1. Not reading the KYI or Key Information Memorandum properly. KYI is the best place to acquire required knowledge about a mutual fund. Each application form coming with a KYI. KYI should have all required information like fund type, investment focus, fund manager etc.. As an investor, KYI should be your starting point to invest in any mutual funds.
2. Not knowing the fund – Mutual fund world have number of funds with various types. Investing without proper knowledge generally lead an investor to the investment failure. If you are a mutual fund investor, you should have good awareness on the type of funds and its focuses.
3. No fund manager background check– Fund manager has very big role to decides the success or failure of a mutual fund. Investors should check to know the background of fund manager to know his/her experience, capacity and ability as a manager. Here is an article to know more about the same.
4. Not having proper investment objectives and goals– This is one of the main point of failure with most of the mutual fund investors. There are various funds available in the market which designed to suite for various goals, different returns and time periods. An investor should determine his goals and need to select the right mix of funds to fulfill these goals.
5. No idea on the investing time period – This may lead investors to not get proper result from the mutual fund investments. For an example, if you select equity focused diversified fund for next 1 or 3 years but the fund really required an investment time frame of minimum 5 years, of course, your return will be pathetic.
6. Not having disciplined investment approach – Mutual funds are best to invest using Systematic Investment Plan or SIP, than bulk investments. Error from investors generally occurring by investing bulk money to mutual funds when the NAV of the fund is less. Through investing systematically, you are reducing the money losing risk and getting maximum benifit from the market volatility.

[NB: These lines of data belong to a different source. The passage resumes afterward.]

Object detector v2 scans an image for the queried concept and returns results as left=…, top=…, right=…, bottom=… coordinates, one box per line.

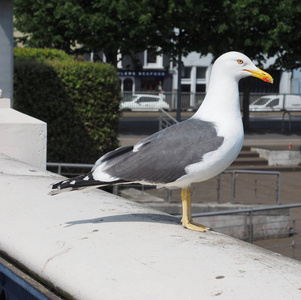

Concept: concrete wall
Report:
left=0, top=0, right=13, bottom=103
left=127, top=195, right=291, bottom=241
left=1, top=153, right=301, bottom=299
left=0, top=100, right=47, bottom=170
left=195, top=213, right=290, bottom=241
left=254, top=147, right=301, bottom=166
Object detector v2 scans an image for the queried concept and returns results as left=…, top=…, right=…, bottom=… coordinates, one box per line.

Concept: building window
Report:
left=181, top=84, right=191, bottom=92
left=196, top=84, right=206, bottom=93
left=124, top=78, right=133, bottom=92
left=147, top=49, right=157, bottom=64
left=141, top=77, right=164, bottom=92
left=197, top=67, right=207, bottom=79
left=144, top=49, right=163, bottom=69
left=183, top=67, right=192, bottom=79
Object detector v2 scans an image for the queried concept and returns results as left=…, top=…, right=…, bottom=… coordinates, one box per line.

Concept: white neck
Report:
left=193, top=70, right=241, bottom=122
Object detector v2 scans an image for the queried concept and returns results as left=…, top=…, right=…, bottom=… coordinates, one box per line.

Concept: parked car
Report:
left=120, top=94, right=170, bottom=112
left=249, top=94, right=301, bottom=111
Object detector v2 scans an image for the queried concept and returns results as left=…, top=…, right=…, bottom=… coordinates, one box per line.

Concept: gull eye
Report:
left=237, top=59, right=244, bottom=64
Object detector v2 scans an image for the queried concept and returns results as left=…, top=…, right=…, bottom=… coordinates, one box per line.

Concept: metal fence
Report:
left=47, top=162, right=94, bottom=177
left=47, top=163, right=281, bottom=205
left=158, top=108, right=178, bottom=130
left=189, top=204, right=301, bottom=260
left=122, top=91, right=204, bottom=111
left=218, top=170, right=281, bottom=205
left=122, top=91, right=271, bottom=111
left=129, top=169, right=281, bottom=205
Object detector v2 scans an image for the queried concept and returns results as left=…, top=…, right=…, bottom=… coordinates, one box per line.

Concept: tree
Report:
left=14, top=0, right=227, bottom=67
left=205, top=0, right=301, bottom=129
left=15, top=0, right=301, bottom=68
left=14, top=0, right=165, bottom=66
left=202, top=0, right=280, bottom=130
left=143, top=0, right=225, bottom=120
left=266, top=0, right=301, bottom=70
left=14, top=0, right=77, bottom=54
left=147, top=0, right=224, bottom=59
left=15, top=0, right=300, bottom=129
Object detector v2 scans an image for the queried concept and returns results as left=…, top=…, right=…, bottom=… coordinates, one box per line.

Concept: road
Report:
left=119, top=112, right=301, bottom=135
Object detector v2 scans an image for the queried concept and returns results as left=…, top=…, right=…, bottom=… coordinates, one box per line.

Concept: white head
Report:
left=195, top=51, right=273, bottom=121
left=211, top=51, right=273, bottom=83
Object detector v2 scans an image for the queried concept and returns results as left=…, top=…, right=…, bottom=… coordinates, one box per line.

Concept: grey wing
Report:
left=99, top=119, right=224, bottom=184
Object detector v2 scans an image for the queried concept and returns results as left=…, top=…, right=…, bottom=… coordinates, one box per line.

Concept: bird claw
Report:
left=182, top=220, right=211, bottom=232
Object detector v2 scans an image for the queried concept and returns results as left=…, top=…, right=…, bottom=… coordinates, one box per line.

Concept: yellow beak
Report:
left=244, top=67, right=273, bottom=84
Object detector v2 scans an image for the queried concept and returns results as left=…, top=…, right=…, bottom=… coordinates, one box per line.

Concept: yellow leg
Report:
left=181, top=186, right=211, bottom=232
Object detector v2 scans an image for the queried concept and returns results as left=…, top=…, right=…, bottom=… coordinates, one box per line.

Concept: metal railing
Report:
left=282, top=110, right=292, bottom=131
left=268, top=218, right=301, bottom=260
left=47, top=162, right=94, bottom=176
left=158, top=108, right=179, bottom=130
left=187, top=204, right=301, bottom=260
left=219, top=170, right=281, bottom=205
left=47, top=163, right=281, bottom=205
left=122, top=91, right=272, bottom=110
left=122, top=91, right=205, bottom=111
left=189, top=204, right=300, bottom=242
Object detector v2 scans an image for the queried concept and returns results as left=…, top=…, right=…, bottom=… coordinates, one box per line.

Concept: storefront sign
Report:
left=118, top=70, right=167, bottom=77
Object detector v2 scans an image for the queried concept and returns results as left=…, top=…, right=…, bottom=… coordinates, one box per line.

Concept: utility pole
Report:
left=176, top=28, right=182, bottom=122
left=176, top=50, right=182, bottom=122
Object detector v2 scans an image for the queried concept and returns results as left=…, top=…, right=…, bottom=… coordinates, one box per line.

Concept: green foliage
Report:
left=14, top=0, right=78, bottom=54
left=14, top=0, right=301, bottom=69
left=14, top=47, right=73, bottom=62
left=267, top=0, right=301, bottom=70
left=147, top=0, right=225, bottom=59
left=13, top=49, right=121, bottom=163
left=13, top=0, right=228, bottom=65
left=205, top=0, right=274, bottom=64
left=14, top=0, right=162, bottom=66
left=217, top=0, right=301, bottom=70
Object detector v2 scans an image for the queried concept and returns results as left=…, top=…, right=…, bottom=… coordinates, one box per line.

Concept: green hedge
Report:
left=14, top=48, right=121, bottom=164
left=14, top=47, right=73, bottom=62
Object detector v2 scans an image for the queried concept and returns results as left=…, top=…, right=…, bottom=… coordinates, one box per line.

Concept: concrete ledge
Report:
left=1, top=153, right=301, bottom=299
left=121, top=190, right=291, bottom=241
left=0, top=98, right=11, bottom=108
left=0, top=107, right=47, bottom=170
left=253, top=147, right=301, bottom=166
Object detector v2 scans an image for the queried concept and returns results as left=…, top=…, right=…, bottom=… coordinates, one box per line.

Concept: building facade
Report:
left=118, top=50, right=173, bottom=95
left=117, top=50, right=294, bottom=110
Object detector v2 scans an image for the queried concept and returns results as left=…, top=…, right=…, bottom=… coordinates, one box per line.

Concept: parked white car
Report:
left=120, top=94, right=170, bottom=112
left=249, top=94, right=301, bottom=111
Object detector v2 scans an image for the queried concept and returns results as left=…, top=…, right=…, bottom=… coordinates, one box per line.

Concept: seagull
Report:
left=50, top=51, right=273, bottom=232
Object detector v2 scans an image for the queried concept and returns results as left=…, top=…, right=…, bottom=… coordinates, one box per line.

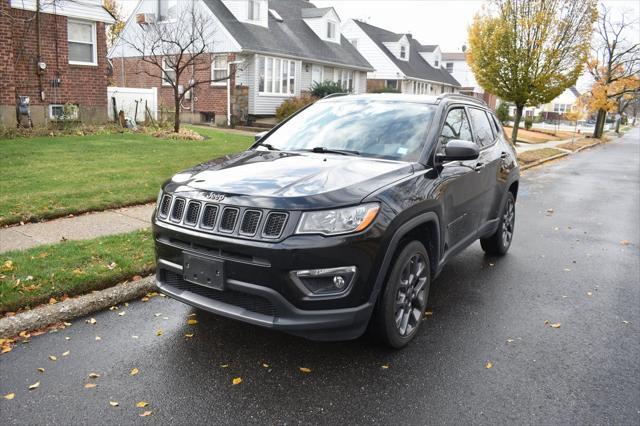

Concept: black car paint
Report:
left=153, top=94, right=519, bottom=341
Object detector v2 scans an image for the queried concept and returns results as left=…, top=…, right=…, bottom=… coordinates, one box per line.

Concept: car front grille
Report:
left=161, top=270, right=277, bottom=317
left=157, top=194, right=289, bottom=241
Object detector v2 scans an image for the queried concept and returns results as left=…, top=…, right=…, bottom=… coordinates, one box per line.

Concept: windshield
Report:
left=257, top=99, right=436, bottom=161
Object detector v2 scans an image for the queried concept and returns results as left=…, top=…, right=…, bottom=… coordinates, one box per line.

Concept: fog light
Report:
left=291, top=266, right=357, bottom=296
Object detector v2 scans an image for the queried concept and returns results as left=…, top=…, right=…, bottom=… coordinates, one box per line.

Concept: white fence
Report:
left=107, top=87, right=157, bottom=123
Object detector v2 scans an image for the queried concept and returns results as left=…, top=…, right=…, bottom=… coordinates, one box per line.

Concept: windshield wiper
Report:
left=305, top=147, right=360, bottom=156
left=258, top=143, right=280, bottom=151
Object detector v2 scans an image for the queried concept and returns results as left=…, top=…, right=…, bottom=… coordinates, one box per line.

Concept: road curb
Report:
left=0, top=275, right=156, bottom=338
left=520, top=152, right=570, bottom=171
left=575, top=141, right=602, bottom=152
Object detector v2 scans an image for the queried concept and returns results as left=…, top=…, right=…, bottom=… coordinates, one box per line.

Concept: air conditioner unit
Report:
left=136, top=13, right=157, bottom=25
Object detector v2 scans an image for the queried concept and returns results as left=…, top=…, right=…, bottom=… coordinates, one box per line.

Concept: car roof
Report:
left=319, top=93, right=488, bottom=108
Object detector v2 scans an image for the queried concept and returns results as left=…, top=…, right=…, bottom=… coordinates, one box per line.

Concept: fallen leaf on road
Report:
left=485, top=361, right=493, bottom=369
left=546, top=208, right=554, bottom=215
left=187, top=319, right=198, bottom=325
left=188, top=313, right=197, bottom=317
left=262, top=363, right=269, bottom=368
left=49, top=355, right=57, bottom=361
left=109, top=401, right=119, bottom=407
left=185, top=333, right=194, bottom=338
left=220, top=364, right=229, bottom=368
left=139, top=411, right=152, bottom=417
left=131, top=335, right=139, bottom=339
left=620, top=240, right=630, bottom=246
left=299, top=367, right=312, bottom=373
left=118, top=312, right=126, bottom=316
left=506, top=339, right=515, bottom=343
left=84, top=383, right=97, bottom=389
left=587, top=292, right=593, bottom=296
left=154, top=313, right=162, bottom=317
left=381, top=365, right=390, bottom=369
left=156, top=329, right=163, bottom=336
left=86, top=318, right=96, bottom=325
left=63, top=322, right=72, bottom=326
left=95, top=336, right=101, bottom=341
left=130, top=368, right=139, bottom=376
left=62, top=351, right=70, bottom=356
left=29, top=381, right=40, bottom=390
left=132, top=275, right=142, bottom=282
left=550, top=323, right=561, bottom=328
left=37, top=368, right=45, bottom=373
left=4, top=393, right=15, bottom=400
left=622, top=320, right=629, bottom=324
left=563, top=268, right=571, bottom=272
left=88, top=373, right=100, bottom=379
left=109, top=306, right=118, bottom=311
left=64, top=337, right=70, bottom=340
left=136, top=401, right=149, bottom=408
left=141, top=297, right=149, bottom=302
left=424, top=309, right=433, bottom=317
left=232, top=377, right=242, bottom=385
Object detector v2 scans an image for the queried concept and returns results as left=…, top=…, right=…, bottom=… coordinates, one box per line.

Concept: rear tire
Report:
left=480, top=192, right=515, bottom=256
left=371, top=241, right=430, bottom=349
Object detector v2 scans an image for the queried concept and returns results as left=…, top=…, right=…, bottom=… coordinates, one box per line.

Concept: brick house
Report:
left=109, top=0, right=373, bottom=126
left=0, top=0, right=115, bottom=127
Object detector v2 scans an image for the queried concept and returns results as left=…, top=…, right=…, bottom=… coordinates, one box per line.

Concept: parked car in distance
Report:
left=153, top=94, right=520, bottom=348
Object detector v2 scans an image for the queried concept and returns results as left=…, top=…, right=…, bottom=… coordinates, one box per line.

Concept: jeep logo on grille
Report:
left=204, top=192, right=226, bottom=202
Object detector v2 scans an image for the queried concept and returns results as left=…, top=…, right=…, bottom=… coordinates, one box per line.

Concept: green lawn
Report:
left=0, top=229, right=154, bottom=313
left=0, top=126, right=253, bottom=226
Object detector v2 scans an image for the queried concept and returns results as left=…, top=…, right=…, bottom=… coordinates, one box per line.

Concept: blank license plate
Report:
left=183, top=252, right=225, bottom=291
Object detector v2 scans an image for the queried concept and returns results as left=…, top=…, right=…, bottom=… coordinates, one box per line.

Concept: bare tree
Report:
left=587, top=5, right=640, bottom=138
left=119, top=5, right=229, bottom=132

7. Relying on past performance data – A major mistakes from most of the investors are relying on the past or present performance of a fund to invest. Remember, past performance or present performance of a fund is not a guarantee to the future performance and returns. As there is no reliable methods available to guarantee the future performance of a fund, an investor required to identify the the long term consistent return of a fund as a criteria to invest.

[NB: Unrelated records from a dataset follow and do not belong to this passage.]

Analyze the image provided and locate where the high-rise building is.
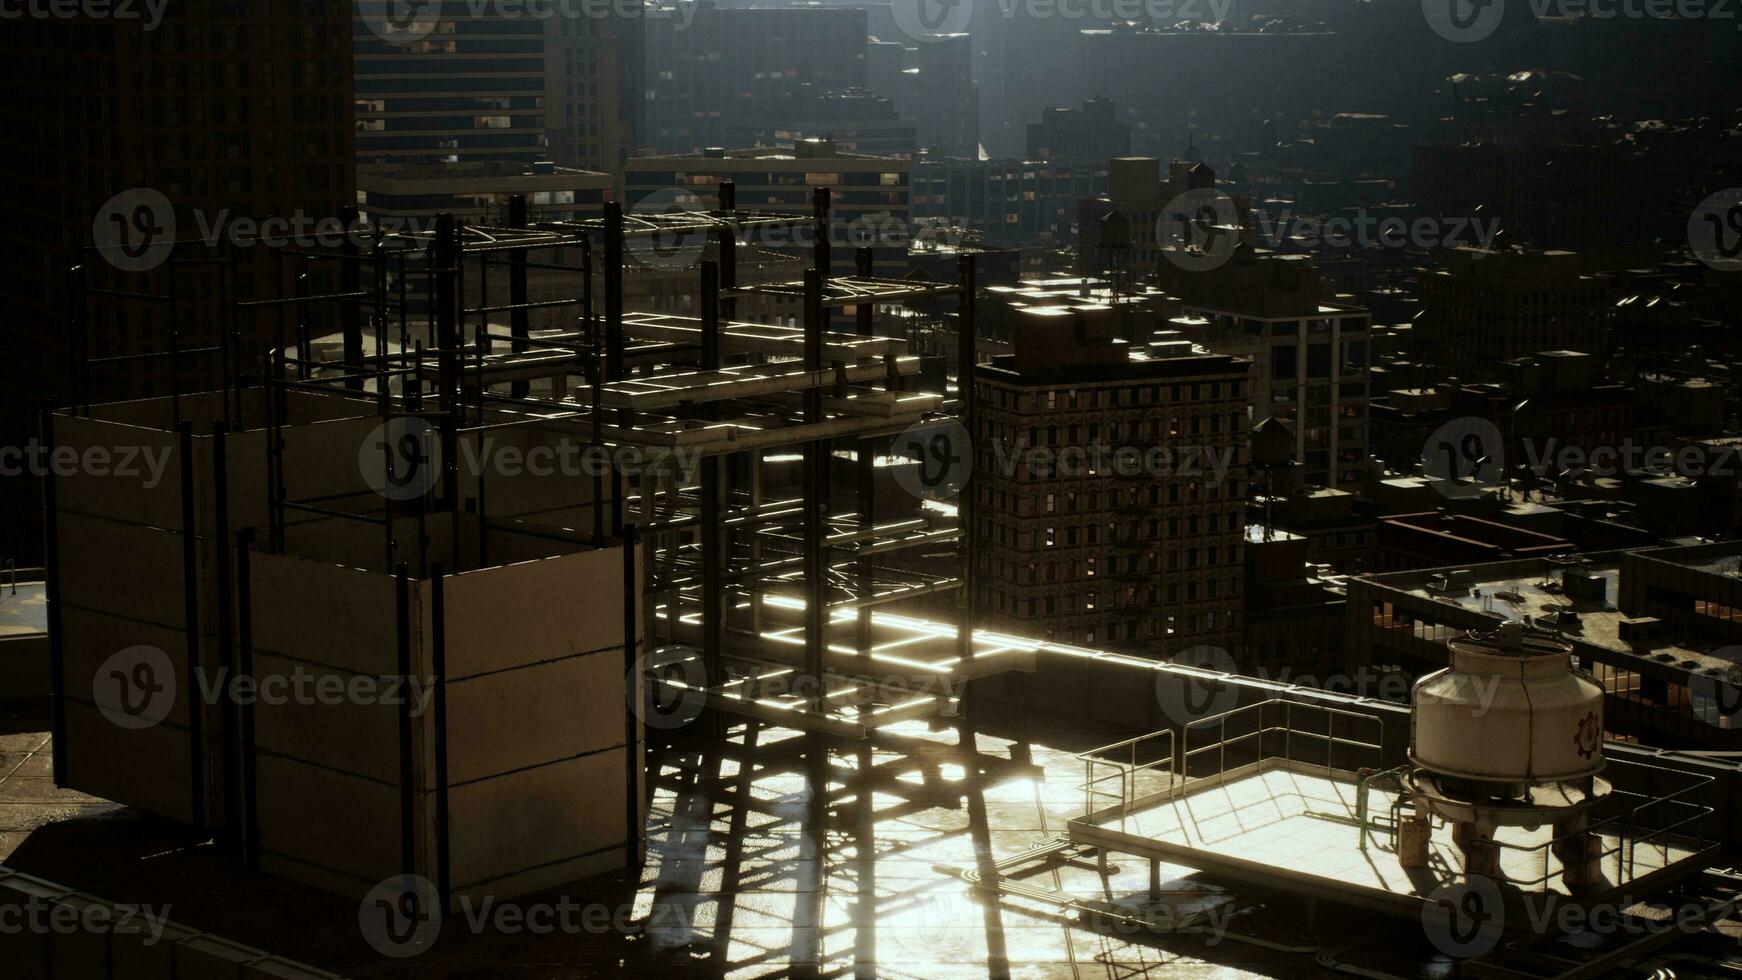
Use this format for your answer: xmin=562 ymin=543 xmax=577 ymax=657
xmin=623 ymin=141 xmax=910 ymax=273
xmin=357 ymin=162 xmax=612 ymax=227
xmin=1414 ymin=141 xmax=1622 ymax=253
xmin=1419 ymin=246 xmax=1611 ymax=371
xmin=1162 ymin=251 xmax=1373 ymax=492
xmin=912 ymin=157 xmax=1109 ymax=247
xmin=1027 ymin=95 xmax=1131 ymax=162
xmin=1346 ymin=542 xmax=1742 ymax=750
xmin=643 ymin=3 xmax=868 ymax=154
xmin=723 ymin=87 xmax=917 ymax=159
xmin=860 ymin=33 xmax=978 ymax=158
xmin=0 ymin=0 xmax=356 ymax=562
xmin=974 ymin=304 xmax=1252 ymax=657
xmin=913 ymin=34 xmax=978 ymax=158
xmin=354 ymin=1 xmax=639 ymax=173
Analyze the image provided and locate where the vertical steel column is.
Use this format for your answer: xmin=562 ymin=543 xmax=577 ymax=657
xmin=212 ymin=421 xmax=239 ymax=846
xmin=717 ymin=181 xmax=737 ymax=324
xmin=622 ymin=525 xmax=643 ymax=870
xmin=713 ymin=182 xmax=741 ymax=638
xmin=803 ymin=270 xmax=827 ymax=704
xmin=604 ymin=202 xmax=625 ymax=382
xmin=604 ymin=204 xmax=626 ymax=536
xmin=750 ymin=449 xmax=764 ymax=636
xmin=178 ymin=420 xmax=206 ymax=837
xmin=40 ymin=406 xmax=67 ymax=786
xmin=265 ymin=348 xmax=286 ymax=553
xmin=394 ymin=563 xmax=417 ymax=880
xmin=340 ymin=205 xmax=364 ymax=392
xmin=508 ymin=195 xmax=531 ymax=399
xmin=700 ymin=262 xmax=724 ymax=692
xmin=813 ymin=187 xmax=832 ymax=277
xmin=236 ymin=528 xmax=259 ymax=871
xmin=956 ymin=255 xmax=977 ymax=672
xmin=433 ymin=215 xmax=462 ymax=527
xmin=855 ymin=247 xmax=875 ymax=660
xmin=430 ymin=563 xmax=452 ymax=909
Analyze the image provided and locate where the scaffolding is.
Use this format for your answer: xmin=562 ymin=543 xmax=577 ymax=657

8. Too many funds in the portfolio are another error happening from investors. This may lead to loose concentration and/or not able to monitor each and every funds. Pick selected funds carefully and invest on it consistently.
9. Few funds in the portfolio – Some one looks like fund collector as per the above points and some other Permitting just two funds to determine their financial fortunes. Certainly it is a bad idea. A careful selection and consistent investment on right mix of funds will be great to take maximum advantages.
10. Focusing only to the sector funds – Generally investors showing interest to the sectors that booming fast. That is the reason new sector funds starting with huge corpuses receiving from investors. Never jump into these mistakes. Instead, diversify your mutual fund portfolio by adding carefully selected best funds from different groups.
Avoid the above mistakes to invest wisely. Know what you are doing and why you are doing. Select right mix of funds from various sectors but not few or huge numbers. Invest consistently with discipline. Best wishes.